LAGOS NOT BOUND BY FOI ACT, AG TELLS COURT

The Lagos State Government has told a Federal High Court in Lagos that it is not bound by the provisions of the Freedom of Information Act because the law is a federal legislation.
The government, 
through its Attorney-General, Mr. Ade Ipaye, who is the second defendant in the suit, therefore said it could not grant a request for information made on the strength of the law.
The government’s counter-affidavit was deposed to by Toluwanimi Odupitan, a lawyer in the Civil Litigation Department of the Lagos State Ministry of Justice.
Among other demands, the group wants the court to compel the defendants to release to it information relating to how the government spent the $90m loan allegedly obtained from the World Bank to improve education in the state’s public secondary schools.
It also seeks an order of mandamus, compelling the governor “to rescind the suspension of anyone, including principals of any of the schools for blowing the whistle or allowing journalists to cover the decayed infrastructure across primary and secondary schools in Lagos State.”

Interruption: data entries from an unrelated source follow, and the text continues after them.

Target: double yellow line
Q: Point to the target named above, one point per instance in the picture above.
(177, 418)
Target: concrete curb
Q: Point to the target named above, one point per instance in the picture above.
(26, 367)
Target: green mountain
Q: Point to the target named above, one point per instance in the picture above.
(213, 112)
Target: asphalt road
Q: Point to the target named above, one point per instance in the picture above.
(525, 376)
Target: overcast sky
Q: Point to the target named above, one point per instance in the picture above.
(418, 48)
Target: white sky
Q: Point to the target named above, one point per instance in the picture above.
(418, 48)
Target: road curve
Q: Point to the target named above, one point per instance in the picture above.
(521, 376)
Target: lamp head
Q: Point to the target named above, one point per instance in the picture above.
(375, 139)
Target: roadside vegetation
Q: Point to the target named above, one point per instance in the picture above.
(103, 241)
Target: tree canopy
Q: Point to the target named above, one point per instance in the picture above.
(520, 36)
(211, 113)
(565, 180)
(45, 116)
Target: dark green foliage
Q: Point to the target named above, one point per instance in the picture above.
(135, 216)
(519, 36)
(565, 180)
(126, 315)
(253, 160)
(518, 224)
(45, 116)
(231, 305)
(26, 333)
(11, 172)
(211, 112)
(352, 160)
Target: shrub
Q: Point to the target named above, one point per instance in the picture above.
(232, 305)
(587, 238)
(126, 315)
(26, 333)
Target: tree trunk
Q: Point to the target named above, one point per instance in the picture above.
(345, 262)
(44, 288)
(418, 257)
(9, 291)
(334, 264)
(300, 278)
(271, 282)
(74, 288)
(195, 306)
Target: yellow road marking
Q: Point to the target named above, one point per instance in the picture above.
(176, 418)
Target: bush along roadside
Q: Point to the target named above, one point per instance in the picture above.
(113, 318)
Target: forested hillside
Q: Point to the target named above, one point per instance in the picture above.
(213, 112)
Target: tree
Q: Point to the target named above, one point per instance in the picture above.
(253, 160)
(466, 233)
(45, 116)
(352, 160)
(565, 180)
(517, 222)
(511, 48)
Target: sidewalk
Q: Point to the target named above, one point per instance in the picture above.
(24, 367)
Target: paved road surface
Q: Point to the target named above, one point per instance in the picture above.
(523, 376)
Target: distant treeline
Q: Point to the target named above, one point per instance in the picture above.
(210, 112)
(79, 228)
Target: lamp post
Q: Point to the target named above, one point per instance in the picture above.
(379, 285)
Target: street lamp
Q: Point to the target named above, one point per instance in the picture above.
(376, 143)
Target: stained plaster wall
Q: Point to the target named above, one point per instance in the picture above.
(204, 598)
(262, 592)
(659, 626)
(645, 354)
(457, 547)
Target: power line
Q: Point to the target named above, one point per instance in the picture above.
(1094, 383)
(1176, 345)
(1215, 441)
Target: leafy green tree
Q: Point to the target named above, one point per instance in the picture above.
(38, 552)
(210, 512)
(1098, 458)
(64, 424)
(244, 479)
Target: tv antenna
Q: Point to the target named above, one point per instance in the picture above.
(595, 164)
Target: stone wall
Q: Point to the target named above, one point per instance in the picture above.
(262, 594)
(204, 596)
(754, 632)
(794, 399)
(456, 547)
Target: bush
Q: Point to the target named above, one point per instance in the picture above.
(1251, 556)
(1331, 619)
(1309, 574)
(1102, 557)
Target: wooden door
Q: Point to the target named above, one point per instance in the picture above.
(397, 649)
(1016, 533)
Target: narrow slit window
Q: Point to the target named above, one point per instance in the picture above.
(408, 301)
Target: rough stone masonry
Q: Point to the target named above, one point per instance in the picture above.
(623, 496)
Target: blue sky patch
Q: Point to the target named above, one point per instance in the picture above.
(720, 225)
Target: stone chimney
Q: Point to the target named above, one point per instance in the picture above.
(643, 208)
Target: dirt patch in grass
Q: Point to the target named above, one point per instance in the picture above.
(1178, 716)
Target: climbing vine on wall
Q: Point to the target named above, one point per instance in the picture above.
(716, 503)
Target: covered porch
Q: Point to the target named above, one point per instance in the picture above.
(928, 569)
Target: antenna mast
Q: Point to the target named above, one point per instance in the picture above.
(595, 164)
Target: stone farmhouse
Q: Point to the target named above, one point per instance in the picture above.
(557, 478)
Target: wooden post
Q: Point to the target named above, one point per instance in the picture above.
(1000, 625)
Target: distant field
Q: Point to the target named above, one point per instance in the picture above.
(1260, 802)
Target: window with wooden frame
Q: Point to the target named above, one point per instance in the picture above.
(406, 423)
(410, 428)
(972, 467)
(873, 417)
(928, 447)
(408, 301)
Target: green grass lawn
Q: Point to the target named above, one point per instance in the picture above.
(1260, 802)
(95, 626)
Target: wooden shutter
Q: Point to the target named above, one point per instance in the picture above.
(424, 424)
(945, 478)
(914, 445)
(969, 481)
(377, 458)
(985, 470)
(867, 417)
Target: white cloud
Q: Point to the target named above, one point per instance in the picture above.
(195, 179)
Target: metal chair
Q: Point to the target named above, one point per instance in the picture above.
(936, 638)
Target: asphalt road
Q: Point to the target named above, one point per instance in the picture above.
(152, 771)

The respondents argued that since the FoI Act was a federal legislation it was only applicable in relation to public records of government of the federation and not of the states.
The state government submitted that the power to make laws on public records had been concurrently shared between the National Assembly and the State House of Assembly in their respective sphere of jurisdiction.
It added that the FoI was not applicable to the records of states in the federation in so far the states had not enacted same as laws vide their respective Houses of Assembly.
The counter-affidavit reads, “The public records of Lagos State Government are generated and kept by various ministries, departments, agencies and personnel of the state government in execution of their functions and responsibility in the service of the state.
“Such state government agencies and personnel are statutorily created or regulated by laws of the state House of Assembly and the handling of public records has serious security implications which are routinely handled by rules established by the State Government.”